A GS infant is ideally delivered at or near a facility with pediatric surgical support [25]. Conversely, outborn cases have been shown to have worse outcomes such as longer days on parenteral nutrition and longer duration to achieving full feeds [54].

The accepted approach to managing GS is to cover the gut with a sterile bag (Figure 3), nasogastric decompression and fluid resuscitation. Hypothermia is a major risk due to the exposed gut and significant fluid losses [55]. Premature babies are particularly prone to hypothermia because of their high ratio of skin surface to weight and a lower amount of subcutaneous and brown fat. They may also have respiratory issues which impact on their oxygen consumption and heat production [55].

Figure 3.

Cling film covering the bowel in gastroschisis.

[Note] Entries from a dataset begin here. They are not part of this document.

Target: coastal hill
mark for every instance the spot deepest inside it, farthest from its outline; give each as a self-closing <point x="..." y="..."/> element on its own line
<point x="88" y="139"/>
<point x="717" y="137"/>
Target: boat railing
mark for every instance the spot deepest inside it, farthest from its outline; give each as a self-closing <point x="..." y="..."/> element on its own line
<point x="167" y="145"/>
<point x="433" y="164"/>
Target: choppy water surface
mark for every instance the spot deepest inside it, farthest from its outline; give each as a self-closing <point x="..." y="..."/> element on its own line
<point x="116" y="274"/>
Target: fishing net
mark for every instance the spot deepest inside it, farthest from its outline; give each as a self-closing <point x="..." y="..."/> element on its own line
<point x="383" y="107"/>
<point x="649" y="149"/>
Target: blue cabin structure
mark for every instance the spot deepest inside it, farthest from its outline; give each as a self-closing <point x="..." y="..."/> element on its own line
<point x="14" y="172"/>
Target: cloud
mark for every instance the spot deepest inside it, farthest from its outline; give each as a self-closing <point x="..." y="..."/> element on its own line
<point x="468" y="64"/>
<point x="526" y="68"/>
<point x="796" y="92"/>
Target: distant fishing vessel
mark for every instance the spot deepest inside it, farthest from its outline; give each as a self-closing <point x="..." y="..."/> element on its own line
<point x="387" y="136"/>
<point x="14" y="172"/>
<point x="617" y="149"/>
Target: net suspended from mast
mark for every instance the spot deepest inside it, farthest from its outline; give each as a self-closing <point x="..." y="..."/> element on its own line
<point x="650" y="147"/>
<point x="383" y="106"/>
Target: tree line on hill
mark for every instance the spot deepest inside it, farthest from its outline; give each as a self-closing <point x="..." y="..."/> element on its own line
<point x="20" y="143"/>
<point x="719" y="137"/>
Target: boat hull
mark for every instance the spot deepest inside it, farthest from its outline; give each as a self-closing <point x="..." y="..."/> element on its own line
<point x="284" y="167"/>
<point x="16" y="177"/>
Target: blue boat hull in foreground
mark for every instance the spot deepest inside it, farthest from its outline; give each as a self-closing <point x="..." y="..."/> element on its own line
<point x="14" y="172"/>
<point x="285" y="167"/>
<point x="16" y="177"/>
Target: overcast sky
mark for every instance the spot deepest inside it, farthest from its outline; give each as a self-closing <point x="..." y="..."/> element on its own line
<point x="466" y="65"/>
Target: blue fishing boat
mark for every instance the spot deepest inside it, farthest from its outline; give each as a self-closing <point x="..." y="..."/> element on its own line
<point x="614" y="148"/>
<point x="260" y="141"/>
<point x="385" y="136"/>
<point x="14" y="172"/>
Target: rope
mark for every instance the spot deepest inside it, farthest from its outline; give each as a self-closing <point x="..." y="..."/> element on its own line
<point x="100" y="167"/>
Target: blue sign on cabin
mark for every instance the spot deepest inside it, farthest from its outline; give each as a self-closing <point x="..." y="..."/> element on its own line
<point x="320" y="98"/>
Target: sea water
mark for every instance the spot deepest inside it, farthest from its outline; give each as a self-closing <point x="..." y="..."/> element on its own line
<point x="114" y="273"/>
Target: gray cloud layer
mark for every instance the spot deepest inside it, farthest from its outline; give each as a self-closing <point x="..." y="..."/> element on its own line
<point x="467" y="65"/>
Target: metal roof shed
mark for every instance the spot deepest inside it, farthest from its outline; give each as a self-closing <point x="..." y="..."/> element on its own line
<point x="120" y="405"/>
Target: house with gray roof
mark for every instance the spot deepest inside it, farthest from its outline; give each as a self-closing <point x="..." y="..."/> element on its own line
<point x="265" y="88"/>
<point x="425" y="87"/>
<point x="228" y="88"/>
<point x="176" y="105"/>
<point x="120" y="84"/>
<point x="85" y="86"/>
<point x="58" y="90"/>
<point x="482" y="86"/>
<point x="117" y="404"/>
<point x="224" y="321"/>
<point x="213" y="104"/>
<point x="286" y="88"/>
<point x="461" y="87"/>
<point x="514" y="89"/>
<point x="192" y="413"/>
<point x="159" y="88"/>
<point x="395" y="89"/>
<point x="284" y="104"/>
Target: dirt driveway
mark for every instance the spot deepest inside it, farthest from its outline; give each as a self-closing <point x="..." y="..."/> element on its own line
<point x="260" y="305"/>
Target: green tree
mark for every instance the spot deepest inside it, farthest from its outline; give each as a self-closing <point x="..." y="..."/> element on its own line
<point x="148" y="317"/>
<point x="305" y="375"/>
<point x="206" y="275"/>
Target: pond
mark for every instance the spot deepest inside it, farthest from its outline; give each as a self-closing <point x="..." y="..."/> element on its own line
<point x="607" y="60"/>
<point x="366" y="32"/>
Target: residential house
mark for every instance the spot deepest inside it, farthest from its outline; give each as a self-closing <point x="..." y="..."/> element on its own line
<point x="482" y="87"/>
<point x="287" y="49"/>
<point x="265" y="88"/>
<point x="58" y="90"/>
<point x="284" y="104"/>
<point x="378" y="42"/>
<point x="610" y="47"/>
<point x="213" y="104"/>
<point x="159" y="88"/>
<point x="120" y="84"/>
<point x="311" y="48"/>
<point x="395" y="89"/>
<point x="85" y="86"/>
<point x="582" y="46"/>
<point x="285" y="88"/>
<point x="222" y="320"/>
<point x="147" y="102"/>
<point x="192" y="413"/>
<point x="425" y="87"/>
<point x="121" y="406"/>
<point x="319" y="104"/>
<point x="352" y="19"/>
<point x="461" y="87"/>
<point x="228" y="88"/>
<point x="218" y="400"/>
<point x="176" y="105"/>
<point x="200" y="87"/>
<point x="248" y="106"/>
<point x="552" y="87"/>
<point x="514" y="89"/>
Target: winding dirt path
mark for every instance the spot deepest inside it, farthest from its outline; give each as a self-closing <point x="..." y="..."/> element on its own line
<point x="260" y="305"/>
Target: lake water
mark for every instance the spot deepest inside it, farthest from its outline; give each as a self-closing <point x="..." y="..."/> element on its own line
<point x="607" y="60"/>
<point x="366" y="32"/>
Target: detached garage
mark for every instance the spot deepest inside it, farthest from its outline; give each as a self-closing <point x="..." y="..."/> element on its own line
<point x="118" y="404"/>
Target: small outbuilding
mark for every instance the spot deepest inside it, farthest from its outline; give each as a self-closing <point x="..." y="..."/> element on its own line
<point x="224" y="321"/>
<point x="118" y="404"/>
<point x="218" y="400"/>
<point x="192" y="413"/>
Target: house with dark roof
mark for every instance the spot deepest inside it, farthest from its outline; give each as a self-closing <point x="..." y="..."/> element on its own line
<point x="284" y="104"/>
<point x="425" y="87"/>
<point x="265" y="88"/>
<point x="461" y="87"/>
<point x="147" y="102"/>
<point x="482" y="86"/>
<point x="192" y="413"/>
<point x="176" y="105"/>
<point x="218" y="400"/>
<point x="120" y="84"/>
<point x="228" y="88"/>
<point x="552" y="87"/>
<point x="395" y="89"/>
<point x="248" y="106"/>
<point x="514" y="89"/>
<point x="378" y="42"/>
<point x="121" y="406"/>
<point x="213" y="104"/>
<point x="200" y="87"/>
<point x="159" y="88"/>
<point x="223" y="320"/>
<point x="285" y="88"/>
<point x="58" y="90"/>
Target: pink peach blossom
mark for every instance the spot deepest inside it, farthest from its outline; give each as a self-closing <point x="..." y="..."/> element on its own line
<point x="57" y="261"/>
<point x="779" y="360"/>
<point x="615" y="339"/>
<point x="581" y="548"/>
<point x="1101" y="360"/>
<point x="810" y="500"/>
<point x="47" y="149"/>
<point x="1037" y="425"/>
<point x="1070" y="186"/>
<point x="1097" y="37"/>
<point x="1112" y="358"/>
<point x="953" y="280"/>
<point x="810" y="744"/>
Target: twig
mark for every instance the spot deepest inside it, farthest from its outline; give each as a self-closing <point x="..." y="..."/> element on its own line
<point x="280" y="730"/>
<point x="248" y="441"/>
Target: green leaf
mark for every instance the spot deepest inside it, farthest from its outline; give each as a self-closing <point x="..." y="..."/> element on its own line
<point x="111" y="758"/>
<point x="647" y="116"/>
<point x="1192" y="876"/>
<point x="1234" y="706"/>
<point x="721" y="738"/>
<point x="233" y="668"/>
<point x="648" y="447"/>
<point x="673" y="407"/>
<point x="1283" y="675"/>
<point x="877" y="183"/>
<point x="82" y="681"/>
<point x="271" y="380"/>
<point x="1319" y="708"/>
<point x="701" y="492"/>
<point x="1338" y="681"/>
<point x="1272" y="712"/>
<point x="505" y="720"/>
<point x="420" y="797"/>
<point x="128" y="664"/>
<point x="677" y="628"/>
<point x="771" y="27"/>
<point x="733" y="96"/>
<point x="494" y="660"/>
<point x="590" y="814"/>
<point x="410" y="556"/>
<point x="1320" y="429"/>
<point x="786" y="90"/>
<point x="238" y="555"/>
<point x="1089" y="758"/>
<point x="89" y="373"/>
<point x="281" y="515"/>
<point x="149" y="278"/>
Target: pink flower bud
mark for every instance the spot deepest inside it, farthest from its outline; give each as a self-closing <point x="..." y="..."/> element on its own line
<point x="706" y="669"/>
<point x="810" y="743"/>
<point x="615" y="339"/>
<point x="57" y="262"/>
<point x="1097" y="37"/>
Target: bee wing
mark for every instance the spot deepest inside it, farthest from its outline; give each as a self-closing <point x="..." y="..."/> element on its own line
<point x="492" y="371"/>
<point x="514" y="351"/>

The authors follow the protocol outlined in Figure 4. At the outset doctors and nurses are reminded that the triad of hypovolemia, hypothermia and sepsis are the major threats to this neonate and that resuscitation is directed to mitigating their effects. Almost simultaneously, certainly not sequentially, the baby is positioned lengthwise on a resuscitaire or warmer to facilitate access. Any wires, leads or lines are shifted away from the baby and the bowel. Kinking of the bowel is avoided by laying the child on their side or by propping up the bowel with gauze rolls in the supine position. Probes for temperature and oxygen saturation are connected. ECG leads are placed and connected to a monitor. A urinary catheter is placed with an aseptic technique. Resuscitation follows APLS guidelines of airway, breathing, circulation, rapid initial examination while the bowel is covered with cling film. An appropriately-sized nasogastric tube is placed on free drainage supplemented by 2-hourly active aspiration. Peripheral vascular access is secured and bloods are taken for blood sugar (if not done earlier), a complete blood picture, kidney and liver functions, clotting and cross-match. A fluid bolus is then administered followed by maintenance according to body weight. Broad-spectrum antibiotics are given according to the hospital protocol.

Figure 4.

Initial management of gastroschisis. *Kinking can be avoided by laying the child on their side or by propping up the bowel with gauze rolls while the child is supine. **ABC of basic resuscitation. Do not forget blood sugar. CBC, complete blood count; UEs, urea and electrolytes; LFTs, liver function tests.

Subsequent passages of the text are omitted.